Comey Doubles Down on TV Again
James Comey showed up on Meet the Press and did what he always seems to do: act like the problem is everyone else. He is facing a second federal indictment, but the former FBI director still found time to lecture other people about the rules.
The interview came after Comey was indicted last month over an Instagram post with seashells arranged to spell out “86 47.” Prosecutors say the post was “a serious expression of an intent to do harm to the president of the United States.” Comey deleted it after the backlash hit, and he refused to get deep into the case on air. But he had no trouble going after Acting Attorney General Todd Blanche.
The exchange was classic Comey. Blanche had said the case was built on “a body of evidence” gathered over about 11 months, not just one post. Comey’s answer was to school him in public. “I don’t talk about the case because the federal court rules require you not,” Comey said. “I would urge the acting attorney general to bone up on the rules.”
He also tried to make the Instagram post sound harmless. Comey said he is now a private citizen and uses the platform “the way any awkward, nerdy dad would.” That line may play well with his fans, but it does not erase the reality that the post was not about brunch, sunsets, or family photos. Prosecutors say “86 47” was a message aimed at the 47th president.

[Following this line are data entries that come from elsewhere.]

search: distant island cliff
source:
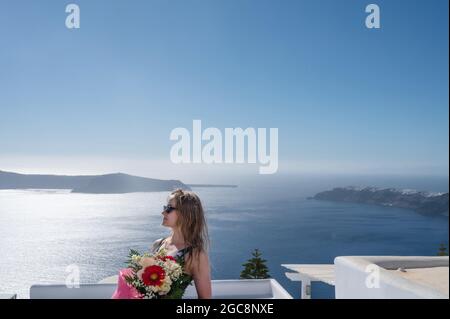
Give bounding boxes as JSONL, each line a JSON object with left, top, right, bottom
{"left": 187, "top": 184, "right": 238, "bottom": 188}
{"left": 70, "top": 173, "right": 190, "bottom": 194}
{"left": 0, "top": 170, "right": 189, "bottom": 194}
{"left": 311, "top": 187, "right": 449, "bottom": 216}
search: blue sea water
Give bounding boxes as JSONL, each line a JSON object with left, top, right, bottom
{"left": 0, "top": 177, "right": 448, "bottom": 299}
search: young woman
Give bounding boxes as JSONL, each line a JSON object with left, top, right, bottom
{"left": 112, "top": 189, "right": 212, "bottom": 299}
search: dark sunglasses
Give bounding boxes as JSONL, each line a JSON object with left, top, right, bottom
{"left": 163, "top": 205, "right": 177, "bottom": 213}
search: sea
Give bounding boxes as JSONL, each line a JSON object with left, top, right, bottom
{"left": 0, "top": 175, "right": 448, "bottom": 299}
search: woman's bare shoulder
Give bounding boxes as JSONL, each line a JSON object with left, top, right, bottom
{"left": 185, "top": 249, "right": 209, "bottom": 267}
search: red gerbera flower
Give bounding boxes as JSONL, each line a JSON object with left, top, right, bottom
{"left": 158, "top": 255, "right": 176, "bottom": 262}
{"left": 141, "top": 265, "right": 165, "bottom": 286}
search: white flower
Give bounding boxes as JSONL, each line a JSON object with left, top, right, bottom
{"left": 162, "top": 259, "right": 182, "bottom": 278}
{"left": 131, "top": 255, "right": 141, "bottom": 263}
{"left": 160, "top": 278, "right": 172, "bottom": 294}
{"left": 150, "top": 285, "right": 160, "bottom": 293}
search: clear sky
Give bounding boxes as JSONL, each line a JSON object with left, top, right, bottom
{"left": 0, "top": 0, "right": 448, "bottom": 182}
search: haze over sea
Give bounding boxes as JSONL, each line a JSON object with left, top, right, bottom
{"left": 0, "top": 174, "right": 448, "bottom": 299}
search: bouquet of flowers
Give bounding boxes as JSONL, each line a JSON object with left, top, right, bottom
{"left": 123, "top": 247, "right": 193, "bottom": 299}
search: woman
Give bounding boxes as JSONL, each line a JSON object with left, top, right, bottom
{"left": 112, "top": 189, "right": 212, "bottom": 299}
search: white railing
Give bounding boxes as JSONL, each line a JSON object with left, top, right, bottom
{"left": 29, "top": 279, "right": 293, "bottom": 299}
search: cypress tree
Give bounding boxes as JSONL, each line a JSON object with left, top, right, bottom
{"left": 437, "top": 243, "right": 448, "bottom": 256}
{"left": 240, "top": 249, "right": 271, "bottom": 279}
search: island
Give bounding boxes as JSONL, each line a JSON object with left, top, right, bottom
{"left": 311, "top": 186, "right": 449, "bottom": 216}
{"left": 187, "top": 184, "right": 238, "bottom": 188}
{"left": 0, "top": 170, "right": 189, "bottom": 194}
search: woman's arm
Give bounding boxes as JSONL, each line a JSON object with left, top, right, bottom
{"left": 191, "top": 251, "right": 212, "bottom": 299}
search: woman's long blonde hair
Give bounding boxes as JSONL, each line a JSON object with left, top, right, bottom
{"left": 168, "top": 189, "right": 210, "bottom": 272}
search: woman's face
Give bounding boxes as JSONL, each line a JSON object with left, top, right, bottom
{"left": 161, "top": 198, "right": 179, "bottom": 228}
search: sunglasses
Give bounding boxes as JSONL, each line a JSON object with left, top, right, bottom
{"left": 163, "top": 205, "right": 177, "bottom": 213}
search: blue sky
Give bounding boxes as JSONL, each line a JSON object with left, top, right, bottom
{"left": 0, "top": 0, "right": 448, "bottom": 181}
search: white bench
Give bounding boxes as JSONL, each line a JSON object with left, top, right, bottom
{"left": 30, "top": 279, "right": 293, "bottom": 299}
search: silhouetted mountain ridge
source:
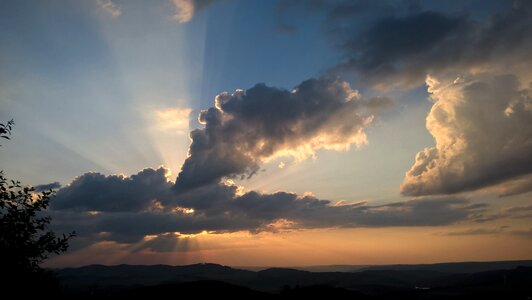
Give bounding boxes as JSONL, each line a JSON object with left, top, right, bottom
{"left": 360, "top": 260, "right": 532, "bottom": 273}
{"left": 56, "top": 260, "right": 532, "bottom": 298}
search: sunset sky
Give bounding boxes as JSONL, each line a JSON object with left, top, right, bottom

Then came the familiar Comey move: total confidence in the system, as long as the system is not holding him to account. He said he has “complete faith” in the judicial process and called it “the only leg” of government “still standing.” He also repeated his innocence claim with no hesitation. “I’m not just not guilty, I am innocent, and so let’s go.”
The interview also dragged the country back to 2016, because Comey can never really escape that mess. Asked about reopening Hillary Clinton’s email investigation just 11 days before the election, he admitted the situation was ugly but stood by the call. “But again, we made the decision because it was the least-bad option. Both options sucked, honestly. But this was the one most consistent with the values of the department. So as painful as it is, I’d have to do the same thing again.”
That answer will not calm down Democrats who still blame him for Clinton’s collapse. It will not reassure Republicans who still remember the Russia investigation and the way the FBI was used as a weapon against Trump. Comey says he was just doing the hard thing. A lot of Americans see something different: a man who keeps defending his own choices while pointing fingers at everybody else.
He did not stop there. Comey called the Justice Department “seriously broken at the top” and told career employees to hang on for another two and a half years. In his view, the real fix will come later, when the right people are back in charge. That is a convenient message from someone who has spent years helping create the distrust he now complains about.
For a man who says the courtroom is the proper place for these fights, Comey sure spent a lot of time on television making his case.